Save Tillie... Beyond the Palace
SAVE TILLIE RETURNS PALACE PHOTO BOOTH
TO ASBURY PARK

   One  of  the  most  popular  coin-operated  attractions  at Palace Amusements
has  returned  to  Asbury  Park,  15  years  after  it was  sold  to shop keepers in Vermont, and is now a major attraction at a Cookman Avenue store.

      For  over  three  decades,  the Palace's photo booth produced strips of four black  and  white  wallet  sized  photos  of  visitors to the Shore side amusement park.  Now  refurbished by Save Tillie, the booth is back in service on the lower level of The Shoppes At the Arcade, 685 Cookman Ave.
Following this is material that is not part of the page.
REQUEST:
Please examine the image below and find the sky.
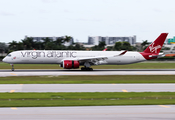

    The  booth  entered  the  Palace  in the late 1950s and remained in operation there  until  the  Palace  closed in late 1988.  For a time thereafter, it operated at Sandy's  Arcade on the Boardwalk, and eventually was sold to Slim and Pamela Smith,  a  Jersey  Shore  couple  who had moved to Burlington, Vermont where they  operated  a  clothing  store.  The  Smiths  operated  the  booth  in stores in Burlington and Bristol, before donating it to Save Tillie last winter.

      Save Tillie member Dan Toskaner refurbished the operating mechanisms of the  booth  over  the  winter  and s pring,  giving it a new strobe light and making other  mechanical  improvements.  In  appearance,  however,  Toskaner said the booth will be completely  familiar  to  those who used it at the Palace, down to a collage of very old photo strips including pictures of employes of the Palace  and Sandy's Arcade.

   A  special  thanks  to  Toskaner  and  Frank  Saragnese,  also  a  Save  Tillie member, for installing the photo booth at the Arcade.